The silence that followed was agonizing and Percy, at least, had the dignity to look uncomfortable. She didn’t say anything though, offered no words of comfort or understanding, no kind gestures, merely pinched the tip of her cigarette, sending it to sleep, and made for the door.

‘Where are you going?’

‘A headache. It’s come on quickly.’

‘Sit down then; I’ll fetch you a couple of aspirin.’

‘No – ’ Percy refused to meet Saffy’s gaze – ‘no, I’ll fetch them myself from the medicine box. The walk will do me good.’

NINE

Percy hurried along the hallway, wondering how she could have been so bloody stupid. She’d meant to burn the pieces of Emily’s letter immediately, and instead she’d allowed the encounter with Lucy to flummox her so that she’d left them in her pocket. Worse yet, she’d delivered them directly to Saffy, the very person from whom the correspondence must be kept concealed. Percy drummed down the stairs, through the door and into the steam-filled kitchen. When, she wondered, might she have remembered the letter herself, if not for Saffy’s allusion to Emily’s husband, Matthew, just now? Was it too premature to lament the loss of her reliable mind; to wonder at the sorts of demonic deals she’d have to make to get it back?

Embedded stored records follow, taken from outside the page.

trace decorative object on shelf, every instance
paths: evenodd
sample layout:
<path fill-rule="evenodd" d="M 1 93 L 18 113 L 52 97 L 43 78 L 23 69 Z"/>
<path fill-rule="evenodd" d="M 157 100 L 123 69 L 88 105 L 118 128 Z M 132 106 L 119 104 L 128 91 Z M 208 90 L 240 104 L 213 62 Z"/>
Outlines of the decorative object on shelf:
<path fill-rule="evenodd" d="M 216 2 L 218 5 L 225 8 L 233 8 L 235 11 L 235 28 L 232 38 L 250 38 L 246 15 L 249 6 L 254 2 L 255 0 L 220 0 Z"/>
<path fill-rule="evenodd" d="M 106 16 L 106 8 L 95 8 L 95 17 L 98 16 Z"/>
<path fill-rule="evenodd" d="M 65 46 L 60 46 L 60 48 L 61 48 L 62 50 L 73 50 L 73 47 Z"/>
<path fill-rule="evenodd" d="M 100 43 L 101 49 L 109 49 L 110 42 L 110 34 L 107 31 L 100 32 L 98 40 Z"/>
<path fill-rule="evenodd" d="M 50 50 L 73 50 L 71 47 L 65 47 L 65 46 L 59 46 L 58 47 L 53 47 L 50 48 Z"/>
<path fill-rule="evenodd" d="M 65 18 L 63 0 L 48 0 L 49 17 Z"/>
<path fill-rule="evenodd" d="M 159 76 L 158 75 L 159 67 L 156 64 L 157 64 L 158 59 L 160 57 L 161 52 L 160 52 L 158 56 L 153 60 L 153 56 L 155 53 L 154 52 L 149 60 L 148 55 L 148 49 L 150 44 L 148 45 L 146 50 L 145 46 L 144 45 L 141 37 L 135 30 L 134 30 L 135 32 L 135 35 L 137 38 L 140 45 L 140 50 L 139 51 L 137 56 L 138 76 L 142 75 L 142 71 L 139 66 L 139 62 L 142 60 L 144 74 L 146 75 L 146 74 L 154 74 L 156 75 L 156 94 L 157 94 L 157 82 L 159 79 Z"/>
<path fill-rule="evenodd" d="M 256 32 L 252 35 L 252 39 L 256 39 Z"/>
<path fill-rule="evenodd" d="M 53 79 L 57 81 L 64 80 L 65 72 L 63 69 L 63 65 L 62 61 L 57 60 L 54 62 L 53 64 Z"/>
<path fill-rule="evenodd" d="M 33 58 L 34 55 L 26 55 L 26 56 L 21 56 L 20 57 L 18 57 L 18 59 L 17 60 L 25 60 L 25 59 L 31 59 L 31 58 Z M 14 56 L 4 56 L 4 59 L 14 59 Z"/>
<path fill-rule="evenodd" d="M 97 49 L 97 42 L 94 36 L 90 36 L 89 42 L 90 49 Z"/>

Percy stopped abruptly before the table. Her trousers were no longer where she’d left them. Her heart lurched, a hammer against her ribs; she forced it back inside its cage where it belonged. Panic would not help; besides, this wasn’t of itself a terrible thing. Percy was quite sure Saffy hadn’t yet read the letter: her manner upstairs had been far too measured, too calm, for it to be otherwise. For, dear God, if Saffy knew that Percy was still in touch with their cousin, there’d be no masking that tantrum. Which meant all was not yet lost. Find the trousers, remove the evidence, and everything would be all right.